Managing
Your Firm's Profitability at the Client Level
(continued)
Next, further develop your client profitability
model by asking a few questions: What does a profitable and valuable
client look like? What do our most and least profitable clients look
like? What services do we provide these clients, and how do they fit
in the overall firm plan? What profit range do we want most of our clients
to fall in? How many clients do we need in each service area to reach
our goals?
Client Profitability Plan
Once you have answered
the questions in your client profitability model, you can then formulate
a client profitability plan for each by:
- Forecasting the expected billings and gross profits.
- Budgeting staff time and associated costs to perform a client’s
work.
- Applying firm overhead to project net profit per client.
- Determining if the initial round of profitability meets the firm’s
goals.
- Measuring actual results over budgeted goals.

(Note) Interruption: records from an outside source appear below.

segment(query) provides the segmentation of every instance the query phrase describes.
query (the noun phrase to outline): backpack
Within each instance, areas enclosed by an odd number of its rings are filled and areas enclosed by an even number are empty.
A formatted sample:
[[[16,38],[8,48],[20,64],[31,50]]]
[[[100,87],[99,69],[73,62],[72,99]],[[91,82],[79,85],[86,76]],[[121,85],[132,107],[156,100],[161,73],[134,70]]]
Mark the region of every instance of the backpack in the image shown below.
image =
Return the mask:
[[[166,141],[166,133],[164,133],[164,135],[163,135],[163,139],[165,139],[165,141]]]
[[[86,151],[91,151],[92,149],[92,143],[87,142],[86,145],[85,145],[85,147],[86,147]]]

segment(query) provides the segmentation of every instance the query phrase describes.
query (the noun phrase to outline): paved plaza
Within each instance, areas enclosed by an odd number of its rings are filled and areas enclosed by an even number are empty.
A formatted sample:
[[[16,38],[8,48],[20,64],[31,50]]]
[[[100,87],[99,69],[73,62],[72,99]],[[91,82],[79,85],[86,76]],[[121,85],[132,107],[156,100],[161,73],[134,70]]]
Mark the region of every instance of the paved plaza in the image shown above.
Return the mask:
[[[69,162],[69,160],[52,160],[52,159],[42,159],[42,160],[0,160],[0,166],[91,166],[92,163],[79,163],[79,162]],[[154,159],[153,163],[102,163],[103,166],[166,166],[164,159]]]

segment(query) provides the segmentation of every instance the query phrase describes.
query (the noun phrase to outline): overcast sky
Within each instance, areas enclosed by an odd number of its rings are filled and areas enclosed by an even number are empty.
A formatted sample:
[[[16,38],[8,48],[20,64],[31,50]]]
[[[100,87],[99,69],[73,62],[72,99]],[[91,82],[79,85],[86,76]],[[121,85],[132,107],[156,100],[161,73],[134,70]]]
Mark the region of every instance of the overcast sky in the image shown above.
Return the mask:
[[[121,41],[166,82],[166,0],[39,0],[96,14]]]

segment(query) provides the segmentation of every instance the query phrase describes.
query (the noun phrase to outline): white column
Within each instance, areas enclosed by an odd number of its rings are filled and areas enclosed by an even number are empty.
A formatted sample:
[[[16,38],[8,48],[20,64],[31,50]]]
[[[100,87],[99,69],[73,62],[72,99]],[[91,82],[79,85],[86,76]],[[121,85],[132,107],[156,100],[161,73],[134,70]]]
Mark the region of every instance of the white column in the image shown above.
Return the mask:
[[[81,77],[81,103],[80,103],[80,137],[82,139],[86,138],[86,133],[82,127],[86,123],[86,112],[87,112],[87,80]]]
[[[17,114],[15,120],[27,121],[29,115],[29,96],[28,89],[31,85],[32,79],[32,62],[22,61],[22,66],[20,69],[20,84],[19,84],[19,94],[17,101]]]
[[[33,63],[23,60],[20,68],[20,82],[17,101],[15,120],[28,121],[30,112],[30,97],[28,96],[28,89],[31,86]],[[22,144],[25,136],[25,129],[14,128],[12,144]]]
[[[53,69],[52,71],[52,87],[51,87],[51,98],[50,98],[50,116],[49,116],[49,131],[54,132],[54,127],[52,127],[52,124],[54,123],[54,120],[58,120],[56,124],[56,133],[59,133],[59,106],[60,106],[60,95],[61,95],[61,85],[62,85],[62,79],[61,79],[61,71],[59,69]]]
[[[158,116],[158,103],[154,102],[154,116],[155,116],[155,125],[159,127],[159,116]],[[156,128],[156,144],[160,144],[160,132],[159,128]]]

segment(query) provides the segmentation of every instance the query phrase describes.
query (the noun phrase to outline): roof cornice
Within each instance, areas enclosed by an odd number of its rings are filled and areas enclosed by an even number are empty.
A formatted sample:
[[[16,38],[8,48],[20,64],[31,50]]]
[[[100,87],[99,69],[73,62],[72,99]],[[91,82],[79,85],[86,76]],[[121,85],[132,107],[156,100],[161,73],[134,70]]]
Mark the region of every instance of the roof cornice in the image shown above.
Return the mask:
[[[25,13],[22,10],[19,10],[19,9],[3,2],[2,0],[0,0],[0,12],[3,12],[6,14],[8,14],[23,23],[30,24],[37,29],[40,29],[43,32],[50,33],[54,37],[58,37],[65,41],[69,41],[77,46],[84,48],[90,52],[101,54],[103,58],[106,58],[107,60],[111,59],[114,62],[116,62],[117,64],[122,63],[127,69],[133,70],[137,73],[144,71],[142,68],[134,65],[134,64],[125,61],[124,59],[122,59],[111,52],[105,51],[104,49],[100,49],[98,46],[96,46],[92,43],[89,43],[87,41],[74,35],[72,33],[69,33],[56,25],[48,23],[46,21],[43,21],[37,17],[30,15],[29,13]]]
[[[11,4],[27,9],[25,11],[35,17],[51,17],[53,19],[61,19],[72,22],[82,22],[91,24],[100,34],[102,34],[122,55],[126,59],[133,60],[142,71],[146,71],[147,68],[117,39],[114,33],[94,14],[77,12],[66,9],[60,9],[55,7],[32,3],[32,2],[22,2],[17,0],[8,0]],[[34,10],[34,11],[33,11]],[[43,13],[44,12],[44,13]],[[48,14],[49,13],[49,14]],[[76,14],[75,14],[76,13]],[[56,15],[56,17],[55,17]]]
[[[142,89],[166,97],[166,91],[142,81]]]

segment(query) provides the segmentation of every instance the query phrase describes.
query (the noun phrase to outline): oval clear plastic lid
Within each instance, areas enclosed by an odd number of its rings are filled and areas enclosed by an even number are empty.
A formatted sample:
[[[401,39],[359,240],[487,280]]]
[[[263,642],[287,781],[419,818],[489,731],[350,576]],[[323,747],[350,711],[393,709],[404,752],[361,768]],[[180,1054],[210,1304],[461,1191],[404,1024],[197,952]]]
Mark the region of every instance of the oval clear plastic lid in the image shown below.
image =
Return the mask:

Once you have budgeted and measured a client’s
actual results, you will need to determine how this client fits into
the practice’s overall profit goals. The 80/20 rule — where 20 percent
of your clients drive 80 percent of your business — also works at the
profit level. In reviewing your clients’ profitability, determine where
80 percent of your most lucrative business comes from and focus your
energies in those practice areas. For the other 20 percent, consider
creating an exit plan.
Cultivate Alliances
An effective way to eliminate
unprofitable clients is to sell or refer them to another practice
by building relationships with other firms whose goals may be different
from yours. Outsourcing some of the lower-profit work can also boost
the productivity of your staff and decrease overhead during non-peak
times.
Managing client profitability, and ultimately your
firm’s profitability,
will help increase both the value of your firm and employee productivity.